2025 Research Days
Binghamton Research Days Student Presentations


Calibrated Thermal Remote Sensing for Coastal Groundwater Detection: A UAV-Based Methodology for Rapa Nui

Authors: Weston Coleman, Ezra Coburn

Field of Study: Science, Technology, Engineering, and/or Math

Faculty Mentors: Carl Lipo

Easel: 5

Timeslot: Morning

Abstract: Freshwater availability on Rapa Nui (Easter Island, Chile) has fundamentally influenced settlement patterns and the island's remarkable archaeological landscape. As climate change threatens water security in this isolated territory, understanding groundwater systems has become essential for sustainability planning. This study employs small UAVs with infrared imaging to identify coastal groundwater seeps through their distinct thermal signatures—groundwater is cooler than the warmer surrounding ocean.
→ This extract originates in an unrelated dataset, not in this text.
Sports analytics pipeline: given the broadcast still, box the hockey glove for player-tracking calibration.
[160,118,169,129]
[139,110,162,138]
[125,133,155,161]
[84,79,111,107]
These freshwater discharges create surface thermal gradients serving as proxies for discharge volumes. To address challenges in thermal remote sensing over dynamic coastal interfaces, this research developed a Python-based calibration framework correcting for confounding variables: sensor drift, solar reflectance, terrestrial heat transfer, oceanographic conditions, and temporal inconsistencies. This approach enables consistent integration of thermal data from overlapping images acquired during coastal flight transects, facilitating the construction of groundwater discharge maps with unprecedented spatial resolution.